On August 13, 2020, the Utah Supreme Court agreed to hear a married couple’s direct appeal from a State Tax Commission decision holding that the couple was domiciled in Utah during the 2012 tax year under Utah’s “presumptive domicile” statute. Specifically, the case involves Utah Code Ann. § 59-10-136(2), which provides a rebuttable presumption that an individual is domiciled in the state if the individual or the individual’s spouse claims a residential exemption for property tax purposes for the individual’s or the individual’s spouse’s primary residence.

In a decision dated June 9, 2020, the Utah State Tax Commission held that the couple were domiciled in Utah for the 2012 tax year because the couple’s Utah home received a “primary residence” partial property tax exemption in 2012, which had been “claimed” automatically each year since 2008. The couple attempted to rebut the statutory presumption by offering evidence that they had relocated to Florida in 2011 and that neither the husband nor the wife spent more than 22 days in Utah during the 2012 calendar year. In addition, the taxpayers presented evidence showing they had obtained new Florida driver’s licenses in 2011, registered to vote in Florida in 2011, enrolled their minor children in Florida schools in 2012, and received the majority of their mail at their Florida home during the 2012 calendar year. The Commission based its opinion on an interpretation of the presumptive domicile language in Utah Code Ann. § 59-10-136 to limit the types of evidence that a taxpayer may present in order to rebut the presumption arising from claiming the primary residence property tax exemption. One of the four commissioners authored a dissenting opinion, arguing that the majority opinion failed to give adequate weight to the evidence and arguments presented by the taxpayers.

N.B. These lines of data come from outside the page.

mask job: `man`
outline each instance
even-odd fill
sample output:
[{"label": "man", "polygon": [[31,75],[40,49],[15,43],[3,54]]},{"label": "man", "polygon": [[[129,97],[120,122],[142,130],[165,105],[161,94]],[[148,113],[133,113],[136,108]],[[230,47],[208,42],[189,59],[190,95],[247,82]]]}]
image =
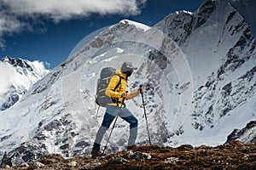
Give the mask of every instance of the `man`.
[{"label": "man", "polygon": [[[121,70],[116,71],[115,75],[111,77],[105,94],[112,99],[113,102],[107,105],[102,126],[98,129],[93,144],[91,151],[92,157],[103,155],[100,151],[102,139],[117,116],[130,123],[130,136],[127,149],[135,145],[135,140],[137,134],[137,119],[125,107],[125,100],[131,99],[137,96],[140,93],[143,93],[143,88],[139,88],[137,91],[127,93],[128,77],[131,76],[133,71],[137,69],[137,68],[134,67],[131,62],[125,62],[121,66]],[[119,83],[120,79],[121,82]],[[118,86],[119,83],[119,85]]]}]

On appeal to the Utah Supreme Court, the main issue is whether the State Tax Commission properly applied the presumptive domicile statute when it found the taxpayers’ evidence regarding their relocation to another state to have no weight in rebutting the presumption created by claiming the primary residence exemption. Beyond the Utah-specific issue of statutory interpretation, though, there are important constitutional considerations involved, namely whether Utah’s treatment of the couple as residents for the 2012 tax year violates the privileges and immunities clause, the equal protection clause, the commerce clause, and due process. The case has attracted the attention of numerous groups who have filed amicus briefs with the Utah Supreme Court. Briefing has begun in the case but a hearing date has not yet been set. The Eversheds Sutherland SALT team will be following the case as it develops at the Utah Supreme Court. The case is Buck v. Utah State Tax Commission, Dkt. No. 20200531 (petition filed July 6, 2020). The State Tax Commission decision is Appeal No. 18-888 (decided Jun. 9, 2020).